Client tools nightlies & installers

[philpennock]

The request was: a reliable shell installer for nats and nsc and perhaps ngs CLI tools, with the following mandates:

• Want real nightlies.
• Derek wants CloudFlare not S3.
• Need all tools installed to same location.
• CF, nice name, CDN, goreleaser. Explicit release or a nightly.

Release channels:

• nightlies: both server and tools all nightly
• release: release nats server, release clients

Want the nats-server to be split out from the CLI and installed separately, so that can rewrite the CLI in another language, and manage multiple local installs.

Tentatively: CE repo controlling it all, with YAML definitions of the streams, build everything out from there, able to update release channels after a release.

The installer should handle completions

Unstated in the meeting but implicit from an Operations PoV: we should have monitoring of the nightlies.
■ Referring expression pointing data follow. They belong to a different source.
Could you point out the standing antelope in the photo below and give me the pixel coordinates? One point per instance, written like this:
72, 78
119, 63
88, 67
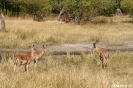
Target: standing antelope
33, 50
22, 60
103, 54
36, 56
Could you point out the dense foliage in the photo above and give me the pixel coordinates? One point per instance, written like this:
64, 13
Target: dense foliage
71, 9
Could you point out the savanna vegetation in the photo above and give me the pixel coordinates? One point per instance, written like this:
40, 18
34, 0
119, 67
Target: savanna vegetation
82, 71
71, 72
79, 11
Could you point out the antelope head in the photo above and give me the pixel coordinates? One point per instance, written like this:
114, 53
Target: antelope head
44, 48
94, 45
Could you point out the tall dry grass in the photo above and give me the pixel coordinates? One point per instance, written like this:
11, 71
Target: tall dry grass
71, 72
22, 32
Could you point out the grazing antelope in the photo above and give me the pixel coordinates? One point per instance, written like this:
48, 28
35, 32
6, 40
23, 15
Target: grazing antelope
33, 50
22, 60
103, 54
36, 56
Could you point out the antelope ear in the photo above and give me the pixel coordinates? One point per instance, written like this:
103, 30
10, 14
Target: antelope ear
94, 45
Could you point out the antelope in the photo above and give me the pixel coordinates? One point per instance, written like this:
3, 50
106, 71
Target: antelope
33, 50
22, 60
36, 56
103, 54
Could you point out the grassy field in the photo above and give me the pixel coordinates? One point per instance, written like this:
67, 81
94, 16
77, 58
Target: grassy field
71, 72
23, 32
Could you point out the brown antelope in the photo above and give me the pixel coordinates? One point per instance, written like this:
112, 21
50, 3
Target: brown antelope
22, 60
36, 56
33, 50
103, 54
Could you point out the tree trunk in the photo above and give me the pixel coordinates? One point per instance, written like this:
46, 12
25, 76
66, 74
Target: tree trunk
3, 27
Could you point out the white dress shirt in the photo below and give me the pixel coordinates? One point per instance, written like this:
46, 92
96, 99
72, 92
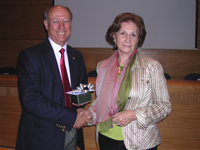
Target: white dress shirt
56, 49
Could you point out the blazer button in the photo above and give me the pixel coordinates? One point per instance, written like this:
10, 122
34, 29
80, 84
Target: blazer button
63, 130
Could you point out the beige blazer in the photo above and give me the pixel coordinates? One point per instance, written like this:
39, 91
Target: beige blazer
149, 98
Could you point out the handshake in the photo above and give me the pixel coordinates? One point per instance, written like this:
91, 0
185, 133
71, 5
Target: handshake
83, 118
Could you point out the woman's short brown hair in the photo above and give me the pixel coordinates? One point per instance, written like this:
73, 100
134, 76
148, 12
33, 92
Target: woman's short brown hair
126, 17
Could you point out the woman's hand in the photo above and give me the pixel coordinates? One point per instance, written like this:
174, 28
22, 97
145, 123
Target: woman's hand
123, 118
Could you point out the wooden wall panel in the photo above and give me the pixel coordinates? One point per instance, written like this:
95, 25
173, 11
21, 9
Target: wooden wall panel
179, 131
10, 50
23, 20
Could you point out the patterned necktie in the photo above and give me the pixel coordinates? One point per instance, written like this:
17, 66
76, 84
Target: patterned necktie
65, 79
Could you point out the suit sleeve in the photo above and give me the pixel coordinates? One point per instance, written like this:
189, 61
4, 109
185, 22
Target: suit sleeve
161, 107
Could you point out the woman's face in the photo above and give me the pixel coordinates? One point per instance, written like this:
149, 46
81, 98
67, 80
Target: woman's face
126, 38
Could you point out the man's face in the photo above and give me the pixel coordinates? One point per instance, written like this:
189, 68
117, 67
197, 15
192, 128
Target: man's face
59, 25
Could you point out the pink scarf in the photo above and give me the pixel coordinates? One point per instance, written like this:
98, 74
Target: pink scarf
107, 87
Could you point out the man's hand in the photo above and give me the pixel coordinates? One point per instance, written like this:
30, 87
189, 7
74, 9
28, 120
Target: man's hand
87, 114
81, 120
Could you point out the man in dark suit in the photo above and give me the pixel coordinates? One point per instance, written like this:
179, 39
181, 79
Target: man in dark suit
46, 123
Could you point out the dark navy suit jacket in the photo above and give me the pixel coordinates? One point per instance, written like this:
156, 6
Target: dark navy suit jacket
44, 114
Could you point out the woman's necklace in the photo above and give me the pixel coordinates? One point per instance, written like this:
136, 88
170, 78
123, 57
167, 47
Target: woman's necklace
121, 67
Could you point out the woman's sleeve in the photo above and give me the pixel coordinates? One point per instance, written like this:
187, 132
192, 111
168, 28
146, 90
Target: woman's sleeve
161, 106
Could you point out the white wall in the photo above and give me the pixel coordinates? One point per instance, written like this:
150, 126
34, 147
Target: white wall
170, 24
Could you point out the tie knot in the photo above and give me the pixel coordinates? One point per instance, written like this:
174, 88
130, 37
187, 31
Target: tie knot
62, 50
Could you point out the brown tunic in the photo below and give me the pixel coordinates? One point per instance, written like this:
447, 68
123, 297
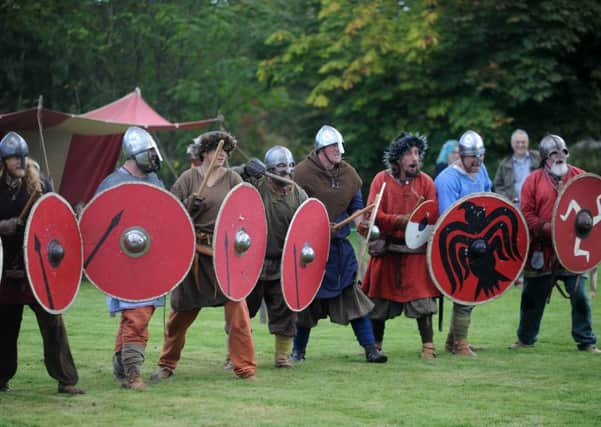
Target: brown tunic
189, 296
334, 188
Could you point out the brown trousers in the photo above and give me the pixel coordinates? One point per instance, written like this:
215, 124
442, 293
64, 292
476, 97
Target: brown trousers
240, 342
57, 354
133, 327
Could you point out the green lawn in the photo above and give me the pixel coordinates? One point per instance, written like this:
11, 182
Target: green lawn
551, 384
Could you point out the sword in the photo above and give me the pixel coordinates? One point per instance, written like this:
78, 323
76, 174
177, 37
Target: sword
363, 243
38, 248
112, 225
353, 216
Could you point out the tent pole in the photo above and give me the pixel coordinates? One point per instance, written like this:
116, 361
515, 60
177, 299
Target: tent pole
42, 143
167, 161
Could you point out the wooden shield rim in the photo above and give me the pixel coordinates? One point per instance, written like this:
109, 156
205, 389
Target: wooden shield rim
441, 219
189, 221
412, 215
555, 213
310, 200
36, 205
216, 233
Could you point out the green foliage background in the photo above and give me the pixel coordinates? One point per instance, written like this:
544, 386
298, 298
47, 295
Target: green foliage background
277, 70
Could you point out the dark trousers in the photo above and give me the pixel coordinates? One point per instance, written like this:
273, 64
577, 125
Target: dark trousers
57, 354
534, 299
282, 320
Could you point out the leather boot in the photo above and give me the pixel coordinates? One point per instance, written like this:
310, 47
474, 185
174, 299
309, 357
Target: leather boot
449, 345
118, 371
132, 358
462, 348
135, 381
283, 345
428, 351
373, 355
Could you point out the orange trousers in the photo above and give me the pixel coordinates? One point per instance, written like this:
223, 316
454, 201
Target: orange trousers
240, 342
133, 327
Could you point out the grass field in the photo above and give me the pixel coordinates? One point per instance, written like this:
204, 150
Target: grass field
552, 384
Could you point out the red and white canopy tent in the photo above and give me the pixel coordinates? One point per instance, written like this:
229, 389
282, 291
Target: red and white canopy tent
83, 149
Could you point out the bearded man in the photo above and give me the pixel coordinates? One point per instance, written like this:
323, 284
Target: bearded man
325, 176
397, 278
281, 198
19, 180
539, 192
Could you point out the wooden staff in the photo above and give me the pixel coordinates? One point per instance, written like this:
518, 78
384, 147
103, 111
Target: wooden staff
205, 179
353, 216
32, 199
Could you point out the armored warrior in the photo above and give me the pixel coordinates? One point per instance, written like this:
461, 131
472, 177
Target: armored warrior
19, 180
281, 200
325, 176
200, 288
397, 278
465, 176
539, 192
143, 160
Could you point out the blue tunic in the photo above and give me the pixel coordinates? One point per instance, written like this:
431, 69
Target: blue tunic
453, 183
120, 176
341, 268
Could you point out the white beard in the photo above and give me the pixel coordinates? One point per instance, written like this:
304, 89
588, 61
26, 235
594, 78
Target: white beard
559, 169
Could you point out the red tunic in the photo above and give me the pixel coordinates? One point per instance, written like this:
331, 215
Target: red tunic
538, 197
399, 277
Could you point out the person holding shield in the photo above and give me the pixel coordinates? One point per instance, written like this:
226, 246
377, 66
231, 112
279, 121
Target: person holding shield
143, 160
465, 176
538, 196
200, 288
325, 176
281, 199
20, 181
397, 278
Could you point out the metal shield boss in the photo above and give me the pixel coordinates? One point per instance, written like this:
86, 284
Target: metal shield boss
305, 255
478, 248
576, 230
240, 241
138, 241
53, 253
421, 224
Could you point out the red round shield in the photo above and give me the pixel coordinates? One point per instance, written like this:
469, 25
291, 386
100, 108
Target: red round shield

Phil is on the hook for the nightlies, the site, and the shell installer, but not for installers for Windows.

[philpennock]

Current status:

• The shell client installer works
  • but isn't yet checking checksums
  • it manages the channels, and sticking to one channel, and is extensible to new channels and additional tools, via a config file
• We have a new site, https://get-nats.io/, which redirects to synadia.com right now but that is easy to adjust.
• Nightlies are built and published
  • Includes a "latest available" datestamp on a fixed URL
    • used for the installer
    • can be used in monitoring
  • These are published into the CF CDN as KV store objects with a 2 week TTL

The README.md at the top level of https://github.com/ConnectEverything/client-tools/ goes into detail of what we have.

We aren't copying the release assets for a given release from GitHub into the CloudFlare CDN, and the consensus of the sync meeting on 2022-02-02 was that we should just serve from the GitHub CDN. That's fine, the config file we serve to the installer says where to fetch from, we can easily point it to a new location.

The domain get-nats.io minimized bureaucracy around getting a convenient domain up and running; it has DNSSEC enabled and completely disables email service.

TODO:

• implement checksum verification, by hunting for various tools which might be available for verifying checksums and using the first one found
• monitoring that the date in https://get-nats.io/current-nightly is not too old
• install tab-completions too
• sweep for FIXME cleanup
• sync the set of OS combinations which we support, so that, eg, FreeBSD works

[philpennock]

• Checksum verification done
• Monitoring set up in Checkly; see README
• FIXME: two left, in .github/workflows/nightly.yaml; one is for adding cosign signing (a bigger issue), one is minimizing the permissions, neither is a blocker for public use
• freebsd builds nats-io/nsc#457 submitted to add FreeBSD support; pending

[philpennock]

The proposed/offered JSON format has now been implemented, as two files, to let other installers use whatever's easiest for them.

[philpennock]

Tab-completion for zsh done, don't know enough about the bash completion ecosystem to want to write something for it right now.

This just leaves the platform sync between tools. Otherwise, I believe I'm all done.

(Unless we add artifact signing)

[philpennock]

Done. There's the Windows installer, by Scott, to merge but all the development and deployment work on me is complete.

I've opened #3 for artifact signing, as opposed to just having signatures.